Do you know who just walked past you in the street? The literary talent just noodling around your local supermarket, vaping on a street corner, putting their bin out in their nightie? Could be the next big thing lives next door. 

Hawke’s Bay specifically, and New Zealand in general, is home to some absolutely cracking writers and recent press says we don’t read them very much. I do, but that’s my job. 

If you find yourself wondering where to start, let’s take a look at who could be loitering in your local pub, or walking their poodle down Cuba Street. 

Hawke’s Bay has a really good publication offering opportunity to local voices. Erice Fairbrother and Valerie Thompson are the founders of EV Books and their journal, Vines, has just seen its third edition. 

Vines #3 features award-winning writers Nafanua Kersel and Rosheen Fitzgerald, both Hawke’s Bay Slam Champions, and Nafanua’s poem, ‘Names ‘n’ Shit’, gets special mention in poet Leonard Lambert’s foreword: 

“Now, I have to confess I hesitated on the brink of this one because anything with a title like ‘Names ‘n’ Shit’ is likely to be going for the quick hit, the easy gasp factor. Boy, was I wrong.” 

I’m not going to quote from the poem, because at $15, Vines is an absolute steal and deserves to be bought, but ‘Names ‘n’ Shit’ is a funny poem with a core of steel, straight from the heart of a Samoan woman keen to tell you how things are. 

Apart from Vines, Nafanua has just had pieces published in Vā: Stories from Women of the Moana, edited by Sisilia Eteuati and Lani Young. She’s a writer attracting attention in Aotearoa’s literary scene and remember, you heard it here first.

Also featured in Vines #3 is Napier’s Phoebe Wilton-Stuart, winner of this year’s Peter Wells Short Fiction Prize. Her story, ‘Tweezers’, is a chilling tale of close observation and fascination depicting an encounter between a little girl and her neighbour that is quite unsettling. Very nice work indeed.

Charity Norman is a familiar name in the Bay, having lived here for many years. Her novels are greatly anticipated and her brand-new one, Remember Me, is a cracker, set right here, nest-ling and lurking in the nooks and crannies of the Ruahine ranges.

Central character Emily has lived in London for years. She’s a renowned illustrator of children’s books, has a flat, a lovely grown-up son, a life. Back in New Zealand her father, Felix, is ailing, dementia tangling his brain, threaten-ing his independent life on the family property. A long distance, frank phone call from Raewyn next door finds Emily fronting up to family responsibility and flying home.

Emily arrives home and finds Felix living in a foggy world; when the mist fades he knows Emily, beats her at chess, works in the garden and walks the dogs. When it rolls back in he is distressed, confused, grasping at the edges of thoughts and verbalising memories to do with vibrant, clever Leah, missing for many years. What happened to Leah, and what does Felix know about it?
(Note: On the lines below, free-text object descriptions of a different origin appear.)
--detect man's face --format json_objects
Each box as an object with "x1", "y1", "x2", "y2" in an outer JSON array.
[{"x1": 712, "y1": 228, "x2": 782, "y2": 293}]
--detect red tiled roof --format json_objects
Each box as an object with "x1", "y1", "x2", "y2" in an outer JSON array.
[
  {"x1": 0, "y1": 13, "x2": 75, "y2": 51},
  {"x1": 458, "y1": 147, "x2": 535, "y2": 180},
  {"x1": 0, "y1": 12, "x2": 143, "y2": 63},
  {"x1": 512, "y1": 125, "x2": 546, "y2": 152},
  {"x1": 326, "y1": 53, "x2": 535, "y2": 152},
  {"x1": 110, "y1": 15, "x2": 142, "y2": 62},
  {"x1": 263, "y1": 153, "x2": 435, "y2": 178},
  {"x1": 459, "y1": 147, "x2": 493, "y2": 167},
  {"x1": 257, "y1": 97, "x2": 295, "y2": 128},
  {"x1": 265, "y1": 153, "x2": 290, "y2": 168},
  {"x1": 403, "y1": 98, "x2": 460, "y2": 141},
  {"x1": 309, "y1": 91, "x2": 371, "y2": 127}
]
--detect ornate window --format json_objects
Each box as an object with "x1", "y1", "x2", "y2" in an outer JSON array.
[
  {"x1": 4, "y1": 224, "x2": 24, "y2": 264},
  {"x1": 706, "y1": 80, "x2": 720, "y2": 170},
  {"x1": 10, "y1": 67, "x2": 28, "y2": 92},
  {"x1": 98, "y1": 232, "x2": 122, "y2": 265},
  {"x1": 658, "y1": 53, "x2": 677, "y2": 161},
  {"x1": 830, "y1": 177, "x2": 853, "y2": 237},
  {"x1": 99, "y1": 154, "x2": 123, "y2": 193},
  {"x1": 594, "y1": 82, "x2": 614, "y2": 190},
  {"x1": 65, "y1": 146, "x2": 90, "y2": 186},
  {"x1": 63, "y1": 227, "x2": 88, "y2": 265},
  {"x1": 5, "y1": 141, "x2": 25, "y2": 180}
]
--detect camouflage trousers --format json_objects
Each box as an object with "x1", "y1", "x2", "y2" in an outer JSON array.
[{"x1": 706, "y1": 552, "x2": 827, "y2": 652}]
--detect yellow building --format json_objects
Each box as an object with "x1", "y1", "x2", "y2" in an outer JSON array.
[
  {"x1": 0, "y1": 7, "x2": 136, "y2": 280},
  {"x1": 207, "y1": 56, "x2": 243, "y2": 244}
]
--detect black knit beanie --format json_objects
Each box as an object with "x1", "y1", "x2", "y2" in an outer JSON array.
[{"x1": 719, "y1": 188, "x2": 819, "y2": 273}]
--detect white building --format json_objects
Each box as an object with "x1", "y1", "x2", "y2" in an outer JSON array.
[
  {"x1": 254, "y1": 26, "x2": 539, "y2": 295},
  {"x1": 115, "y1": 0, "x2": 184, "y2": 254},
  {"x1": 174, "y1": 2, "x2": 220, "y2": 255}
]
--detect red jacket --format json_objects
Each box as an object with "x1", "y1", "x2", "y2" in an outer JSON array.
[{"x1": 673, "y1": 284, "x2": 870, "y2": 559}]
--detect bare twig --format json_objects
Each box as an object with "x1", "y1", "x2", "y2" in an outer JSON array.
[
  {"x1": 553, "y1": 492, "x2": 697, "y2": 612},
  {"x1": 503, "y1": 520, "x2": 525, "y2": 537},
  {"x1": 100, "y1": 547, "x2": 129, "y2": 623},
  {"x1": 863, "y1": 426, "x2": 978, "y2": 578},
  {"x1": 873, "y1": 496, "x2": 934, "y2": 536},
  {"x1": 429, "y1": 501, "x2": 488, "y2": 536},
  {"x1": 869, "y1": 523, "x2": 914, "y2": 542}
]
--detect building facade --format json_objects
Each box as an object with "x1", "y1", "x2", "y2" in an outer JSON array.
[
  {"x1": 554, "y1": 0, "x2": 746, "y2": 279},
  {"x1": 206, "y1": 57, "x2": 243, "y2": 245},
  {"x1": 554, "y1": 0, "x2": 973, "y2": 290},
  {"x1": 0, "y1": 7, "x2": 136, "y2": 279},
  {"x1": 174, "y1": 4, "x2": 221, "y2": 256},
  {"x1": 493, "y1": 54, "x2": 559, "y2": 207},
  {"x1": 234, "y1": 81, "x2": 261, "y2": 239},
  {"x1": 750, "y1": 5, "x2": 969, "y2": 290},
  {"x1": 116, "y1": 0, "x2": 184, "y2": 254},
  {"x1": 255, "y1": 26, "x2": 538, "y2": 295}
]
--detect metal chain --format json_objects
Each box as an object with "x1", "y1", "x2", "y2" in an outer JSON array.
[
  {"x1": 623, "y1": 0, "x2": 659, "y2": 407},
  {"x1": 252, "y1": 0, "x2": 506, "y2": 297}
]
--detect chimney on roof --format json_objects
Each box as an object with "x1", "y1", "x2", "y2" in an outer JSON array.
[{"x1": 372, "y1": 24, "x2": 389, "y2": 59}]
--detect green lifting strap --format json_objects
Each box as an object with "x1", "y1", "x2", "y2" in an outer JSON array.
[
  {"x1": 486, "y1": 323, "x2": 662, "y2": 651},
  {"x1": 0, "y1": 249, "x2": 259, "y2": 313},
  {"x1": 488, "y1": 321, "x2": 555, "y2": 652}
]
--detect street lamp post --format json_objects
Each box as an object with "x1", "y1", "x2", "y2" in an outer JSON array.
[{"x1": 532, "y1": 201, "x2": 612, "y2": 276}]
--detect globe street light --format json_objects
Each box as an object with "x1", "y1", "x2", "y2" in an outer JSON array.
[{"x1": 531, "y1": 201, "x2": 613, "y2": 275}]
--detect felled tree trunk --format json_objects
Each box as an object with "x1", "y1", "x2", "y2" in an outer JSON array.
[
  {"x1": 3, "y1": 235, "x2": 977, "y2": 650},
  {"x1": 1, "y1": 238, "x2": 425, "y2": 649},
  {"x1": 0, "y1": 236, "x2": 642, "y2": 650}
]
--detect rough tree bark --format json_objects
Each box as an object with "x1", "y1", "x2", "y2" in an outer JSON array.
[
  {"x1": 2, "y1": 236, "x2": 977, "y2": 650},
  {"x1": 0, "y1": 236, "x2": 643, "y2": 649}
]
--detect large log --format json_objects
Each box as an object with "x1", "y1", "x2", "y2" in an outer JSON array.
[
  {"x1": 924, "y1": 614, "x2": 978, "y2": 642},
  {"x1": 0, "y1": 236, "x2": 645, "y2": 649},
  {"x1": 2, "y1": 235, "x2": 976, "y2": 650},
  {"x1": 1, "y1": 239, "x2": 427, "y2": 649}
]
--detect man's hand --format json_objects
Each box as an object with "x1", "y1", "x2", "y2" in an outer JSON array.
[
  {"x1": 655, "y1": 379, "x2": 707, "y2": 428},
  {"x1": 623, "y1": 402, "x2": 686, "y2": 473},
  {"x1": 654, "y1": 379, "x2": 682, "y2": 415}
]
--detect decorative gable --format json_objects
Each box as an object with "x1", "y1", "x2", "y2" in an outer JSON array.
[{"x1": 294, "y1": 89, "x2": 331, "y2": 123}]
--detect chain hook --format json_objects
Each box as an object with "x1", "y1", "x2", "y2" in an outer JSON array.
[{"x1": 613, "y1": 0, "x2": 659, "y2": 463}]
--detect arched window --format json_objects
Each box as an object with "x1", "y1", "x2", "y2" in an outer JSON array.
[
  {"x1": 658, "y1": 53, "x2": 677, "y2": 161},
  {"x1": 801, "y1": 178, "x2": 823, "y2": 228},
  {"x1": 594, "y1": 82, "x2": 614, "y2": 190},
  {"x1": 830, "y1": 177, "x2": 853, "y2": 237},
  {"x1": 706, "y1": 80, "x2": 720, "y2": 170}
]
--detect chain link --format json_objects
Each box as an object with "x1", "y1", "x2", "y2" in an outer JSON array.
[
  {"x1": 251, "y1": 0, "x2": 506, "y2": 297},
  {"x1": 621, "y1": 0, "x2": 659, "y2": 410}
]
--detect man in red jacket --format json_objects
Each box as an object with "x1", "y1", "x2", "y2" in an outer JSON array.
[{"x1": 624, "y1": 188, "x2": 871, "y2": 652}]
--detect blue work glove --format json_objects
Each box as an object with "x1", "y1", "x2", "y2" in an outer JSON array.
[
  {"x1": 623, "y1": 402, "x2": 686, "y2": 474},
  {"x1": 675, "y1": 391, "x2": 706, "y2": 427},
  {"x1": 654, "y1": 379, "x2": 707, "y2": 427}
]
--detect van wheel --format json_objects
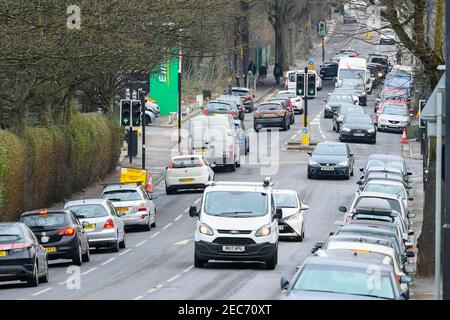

This is a story of a missing woman, a mystery to crack with the clues stacking up for Emily to follow. It is also a story of family in all its glory and complexity, of the thorny issue of ageing and illness, preserving a person’s dignity, doing what’s right, for everyone. Charity Norman strikes the perfect balance of riveting storytelling with keen psychological portraits of recognisable people and situations that so many families live through.

The Ockham New Zealand Book Awards are always fraught with controversy. Everyone’s got an opinion, right? There are those who mutter suspiciously about the politics of it all, about who pissed off who and didn’t make the list, one journalist describing the list as peopled by ‘wild cards and nobodies.’ Entertaining as this is, the list, and the surrounding think pieces, are worth a look to see who’s out there and what they’re writing.

Two novels that I thought were outstanding were longlisted, but not shortlisted, so now I have to read the short list to see what the wild cards and nobodies have done. She’s a Killer by Kirsten McDougall and Loop Tracks by Sue Orr missed out, but read them anyway.

Fabulous storytelling, social commentary, minds you might meet and be immediately inspired by. Of course read your Marian Keyes, Hanya Yanagihara, John Grisham, James Patterson (who has just released a very entertaining novel with Dolly Parton), whoever floats your boat. Let’s also awhi our own writers, so they continue to write, to grow, and to inspire others. Neil Gaiman has been spotted in the area, but you’re more likely to bump in to Nafanua and Charity in the pub.